Thursday, October 3, 2013

"Not a game....Practice!" - Part II: Too Broke for FZD

      There are a lot of amazing production art schools out there. Places like Gnomon, Art Center and FZD are great places to go to and come out industry ready if you work hard enough. A lot of them take the approach that anybody can be an artist. It is a good sales pitch that doesn't alienate anybody's wallet, but it also happens to be true. It is about clearing your head of "I can't" thoughts and putting in the time to draw for hours on end. Lessons learned are strengthened, or sometimes, only fully understood after taking them on over and over again.
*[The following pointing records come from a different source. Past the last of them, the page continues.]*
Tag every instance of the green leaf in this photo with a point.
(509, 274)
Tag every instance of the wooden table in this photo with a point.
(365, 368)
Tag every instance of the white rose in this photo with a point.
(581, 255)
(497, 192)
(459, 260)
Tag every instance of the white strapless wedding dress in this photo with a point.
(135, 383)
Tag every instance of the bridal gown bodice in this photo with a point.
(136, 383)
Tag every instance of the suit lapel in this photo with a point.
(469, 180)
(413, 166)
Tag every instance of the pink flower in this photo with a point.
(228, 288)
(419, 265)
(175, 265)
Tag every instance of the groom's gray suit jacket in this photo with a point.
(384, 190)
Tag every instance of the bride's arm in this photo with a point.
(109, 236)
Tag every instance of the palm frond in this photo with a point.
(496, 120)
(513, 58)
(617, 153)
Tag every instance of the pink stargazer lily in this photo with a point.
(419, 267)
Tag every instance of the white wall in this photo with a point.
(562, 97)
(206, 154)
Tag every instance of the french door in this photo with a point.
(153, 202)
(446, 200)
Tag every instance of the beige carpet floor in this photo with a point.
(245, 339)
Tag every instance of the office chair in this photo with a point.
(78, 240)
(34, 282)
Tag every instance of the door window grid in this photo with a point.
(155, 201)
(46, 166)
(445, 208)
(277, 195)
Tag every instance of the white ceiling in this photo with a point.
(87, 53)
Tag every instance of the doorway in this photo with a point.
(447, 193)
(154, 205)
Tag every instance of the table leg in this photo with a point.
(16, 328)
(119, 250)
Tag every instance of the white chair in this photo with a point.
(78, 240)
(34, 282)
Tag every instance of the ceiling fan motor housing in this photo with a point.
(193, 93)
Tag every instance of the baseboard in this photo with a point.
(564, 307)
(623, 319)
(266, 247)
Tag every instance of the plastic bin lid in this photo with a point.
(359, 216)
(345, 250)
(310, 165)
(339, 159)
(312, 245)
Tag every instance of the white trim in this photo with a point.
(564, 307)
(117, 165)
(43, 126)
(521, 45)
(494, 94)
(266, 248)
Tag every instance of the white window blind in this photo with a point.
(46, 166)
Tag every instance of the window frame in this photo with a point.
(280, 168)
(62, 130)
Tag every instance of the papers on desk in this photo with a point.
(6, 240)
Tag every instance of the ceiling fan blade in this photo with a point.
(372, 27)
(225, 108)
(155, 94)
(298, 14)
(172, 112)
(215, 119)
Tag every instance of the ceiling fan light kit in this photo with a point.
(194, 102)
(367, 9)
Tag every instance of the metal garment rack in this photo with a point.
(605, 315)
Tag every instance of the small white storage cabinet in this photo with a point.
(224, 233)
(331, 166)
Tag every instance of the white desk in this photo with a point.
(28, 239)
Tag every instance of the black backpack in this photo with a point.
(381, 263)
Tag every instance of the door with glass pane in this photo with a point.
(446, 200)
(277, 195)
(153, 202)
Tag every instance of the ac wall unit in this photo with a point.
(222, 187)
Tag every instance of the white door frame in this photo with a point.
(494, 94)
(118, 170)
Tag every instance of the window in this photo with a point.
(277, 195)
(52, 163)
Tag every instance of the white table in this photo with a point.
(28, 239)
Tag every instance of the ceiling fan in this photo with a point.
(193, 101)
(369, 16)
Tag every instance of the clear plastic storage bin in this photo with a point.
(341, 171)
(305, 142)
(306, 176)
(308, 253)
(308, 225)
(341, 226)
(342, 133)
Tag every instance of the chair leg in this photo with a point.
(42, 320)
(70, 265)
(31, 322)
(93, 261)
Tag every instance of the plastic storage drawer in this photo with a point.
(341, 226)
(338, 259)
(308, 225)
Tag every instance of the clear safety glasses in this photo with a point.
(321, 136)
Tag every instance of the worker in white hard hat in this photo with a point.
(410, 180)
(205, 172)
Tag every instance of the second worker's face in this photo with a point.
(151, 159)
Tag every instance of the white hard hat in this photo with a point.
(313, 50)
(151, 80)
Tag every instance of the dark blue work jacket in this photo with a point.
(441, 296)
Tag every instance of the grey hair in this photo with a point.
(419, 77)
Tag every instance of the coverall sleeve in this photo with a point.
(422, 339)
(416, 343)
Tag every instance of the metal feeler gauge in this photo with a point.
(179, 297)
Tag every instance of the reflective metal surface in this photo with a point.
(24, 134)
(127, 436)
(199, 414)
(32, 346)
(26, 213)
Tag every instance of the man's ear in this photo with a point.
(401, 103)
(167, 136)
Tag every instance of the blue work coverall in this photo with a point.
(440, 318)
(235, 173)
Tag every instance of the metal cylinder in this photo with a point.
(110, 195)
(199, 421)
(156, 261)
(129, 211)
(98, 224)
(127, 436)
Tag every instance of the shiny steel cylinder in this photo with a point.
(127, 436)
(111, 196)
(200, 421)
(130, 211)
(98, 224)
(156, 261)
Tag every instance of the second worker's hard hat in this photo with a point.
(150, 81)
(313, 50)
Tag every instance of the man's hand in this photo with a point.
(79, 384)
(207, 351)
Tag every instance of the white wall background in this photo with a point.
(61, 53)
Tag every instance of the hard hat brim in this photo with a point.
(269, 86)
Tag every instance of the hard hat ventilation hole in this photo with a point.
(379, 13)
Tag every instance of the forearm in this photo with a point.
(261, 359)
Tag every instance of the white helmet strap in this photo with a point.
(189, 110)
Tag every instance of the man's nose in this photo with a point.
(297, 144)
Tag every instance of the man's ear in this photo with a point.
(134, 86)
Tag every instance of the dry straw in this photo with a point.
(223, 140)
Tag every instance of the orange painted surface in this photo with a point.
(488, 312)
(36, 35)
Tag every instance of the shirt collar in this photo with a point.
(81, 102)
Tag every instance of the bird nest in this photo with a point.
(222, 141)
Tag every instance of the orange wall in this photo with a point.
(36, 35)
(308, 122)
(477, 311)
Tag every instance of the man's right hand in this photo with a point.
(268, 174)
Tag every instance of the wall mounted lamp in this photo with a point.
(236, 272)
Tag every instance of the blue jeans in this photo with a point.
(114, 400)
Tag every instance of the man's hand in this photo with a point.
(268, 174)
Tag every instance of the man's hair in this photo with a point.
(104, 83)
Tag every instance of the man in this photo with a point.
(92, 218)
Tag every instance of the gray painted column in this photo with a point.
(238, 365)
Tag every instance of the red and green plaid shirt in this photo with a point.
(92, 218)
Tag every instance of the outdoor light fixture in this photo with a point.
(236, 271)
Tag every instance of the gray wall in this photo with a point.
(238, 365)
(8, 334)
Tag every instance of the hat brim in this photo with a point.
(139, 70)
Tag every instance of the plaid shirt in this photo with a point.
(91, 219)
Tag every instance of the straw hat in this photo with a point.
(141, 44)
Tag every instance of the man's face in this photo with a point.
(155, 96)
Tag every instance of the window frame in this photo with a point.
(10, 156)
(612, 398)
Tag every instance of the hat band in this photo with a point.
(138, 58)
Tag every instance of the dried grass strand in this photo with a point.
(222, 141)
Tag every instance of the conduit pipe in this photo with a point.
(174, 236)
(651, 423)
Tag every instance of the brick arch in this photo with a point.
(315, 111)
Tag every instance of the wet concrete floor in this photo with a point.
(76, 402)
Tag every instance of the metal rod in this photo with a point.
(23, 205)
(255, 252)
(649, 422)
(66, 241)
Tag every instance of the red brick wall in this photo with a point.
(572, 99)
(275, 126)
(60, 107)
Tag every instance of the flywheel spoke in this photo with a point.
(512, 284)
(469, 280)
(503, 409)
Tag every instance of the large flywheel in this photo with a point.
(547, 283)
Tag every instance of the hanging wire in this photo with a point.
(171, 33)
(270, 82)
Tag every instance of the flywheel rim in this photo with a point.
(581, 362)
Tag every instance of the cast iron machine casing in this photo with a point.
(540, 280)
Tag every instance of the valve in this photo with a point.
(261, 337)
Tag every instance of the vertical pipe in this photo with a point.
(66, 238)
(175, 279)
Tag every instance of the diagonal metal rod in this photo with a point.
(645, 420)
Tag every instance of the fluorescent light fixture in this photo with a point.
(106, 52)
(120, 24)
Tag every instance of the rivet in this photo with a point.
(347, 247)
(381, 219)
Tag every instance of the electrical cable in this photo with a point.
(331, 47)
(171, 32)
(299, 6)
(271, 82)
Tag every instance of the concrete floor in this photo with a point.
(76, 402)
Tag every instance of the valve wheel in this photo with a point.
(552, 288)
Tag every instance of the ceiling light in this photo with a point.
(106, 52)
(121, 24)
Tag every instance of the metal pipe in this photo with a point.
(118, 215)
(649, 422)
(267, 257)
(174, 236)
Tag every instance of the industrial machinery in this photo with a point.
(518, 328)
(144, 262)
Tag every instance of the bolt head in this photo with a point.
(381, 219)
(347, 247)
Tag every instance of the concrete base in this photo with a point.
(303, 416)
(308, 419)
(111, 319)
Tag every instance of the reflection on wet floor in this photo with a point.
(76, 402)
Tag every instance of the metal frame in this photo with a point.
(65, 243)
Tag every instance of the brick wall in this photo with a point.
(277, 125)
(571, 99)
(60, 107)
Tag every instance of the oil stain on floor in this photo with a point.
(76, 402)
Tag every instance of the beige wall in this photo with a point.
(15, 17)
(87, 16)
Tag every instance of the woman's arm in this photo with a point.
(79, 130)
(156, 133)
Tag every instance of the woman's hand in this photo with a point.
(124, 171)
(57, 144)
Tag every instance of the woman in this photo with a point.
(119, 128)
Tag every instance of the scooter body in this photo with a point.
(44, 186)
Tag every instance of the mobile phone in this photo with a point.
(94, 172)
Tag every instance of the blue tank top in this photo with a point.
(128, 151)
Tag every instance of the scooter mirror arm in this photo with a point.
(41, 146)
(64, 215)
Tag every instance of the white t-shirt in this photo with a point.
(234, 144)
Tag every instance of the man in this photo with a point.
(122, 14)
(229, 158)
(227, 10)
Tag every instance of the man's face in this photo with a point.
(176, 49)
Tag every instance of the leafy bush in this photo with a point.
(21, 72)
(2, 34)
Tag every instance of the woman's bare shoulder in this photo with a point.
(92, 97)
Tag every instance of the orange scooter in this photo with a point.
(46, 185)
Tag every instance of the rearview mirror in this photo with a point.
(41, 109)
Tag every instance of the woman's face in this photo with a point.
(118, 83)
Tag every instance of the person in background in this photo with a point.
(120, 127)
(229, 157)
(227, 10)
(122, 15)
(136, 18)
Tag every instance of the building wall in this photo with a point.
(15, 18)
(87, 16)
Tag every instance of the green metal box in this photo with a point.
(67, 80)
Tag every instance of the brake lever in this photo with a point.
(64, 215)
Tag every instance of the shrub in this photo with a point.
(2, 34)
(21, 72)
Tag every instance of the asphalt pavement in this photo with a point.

   Fellow artists and co-worker Max Hudetz decided to look into Feng Zhu School of Design in Singapore. He suggested I do the same. We then quickly realized the financial reality, that shit ain't happening. So after looking through CGMA, Gnomon, FZD and miscellaneous tutorials we decided to dissect there techniques and school ourselves. We live in the age where the internet provides countless resources. So we grabbed tutorials, dissected student work from said schools and included old fashioned practice techniques. Over the course of 4 non-consecutive weeks we  are going on life drawing outings with different focuses. Tackling areas we feel we need to be stronger one by one. Drawing with traditional materials and swapping techniques. We then assign ourselves digital homework along side tutorials to watch as well.

      This post is my homework for Week 1. It is a form study sheet and additional form through color study. The approach for the Komodo study was inspired by an FZD assignment. The idea is to draw but do so with careful attention to form through the breakdown of simple shapes, so detail isn't the most important. I then reinforce the forms with lines across the mass. It also exercises changing details of reference to challenge yourself with using your imagination to fill gaps.

(These studies exercise the ability to define perspective, breakdown complicated forms into their basic shapes and also develop presentation skills. In addition, you pick up great information that you might have overlooked that could be utilized in future imagined designs.)

       I have adapted a new approach, rather than start a sketch and follow it through one at a time, I now work on various drawings in layers. For this sheet I did very rough sketches of most of the different elements, giving each a good amount of time but still moving around more than usual. Once the rough sketches are all done I then progress them through a state of cleaner line work and so on. This keeps things fresh and reinforces the exercise of visualizing something in my head from multiple angles in 3D space. It promotes a better understanding while at the same time keeping my line work loose and fresh. It cuts down on any issues of tunnel vision or obsessing over a drawing.

(This was not only a color study but I also challenged myself to define perspective and form with out line work or defining grids. I dropped paint on the canvas and moved it around. Overall I feel good about it but there is some distortion in the perspective that was due to a bit of tunnel vision. I needed to take more frequent steps back to review.)

      For color studies are start simple, color picking the few defining colors in the image. I get as far I can with limited pallet, I then start introducing some one accent colors. However, I try to color pick as much from the colors mixed on the canvas before introducing new tones and hues. I made a point to find an image where I could move the composition around. The original image was a 1:1 resolution ratio. I changed it to a widescreen format and moved around some of the background elements while giving the colors a slight nudge in a bolder direction. This helps give the image some pop which distracts from the loose feel and even some of the errors.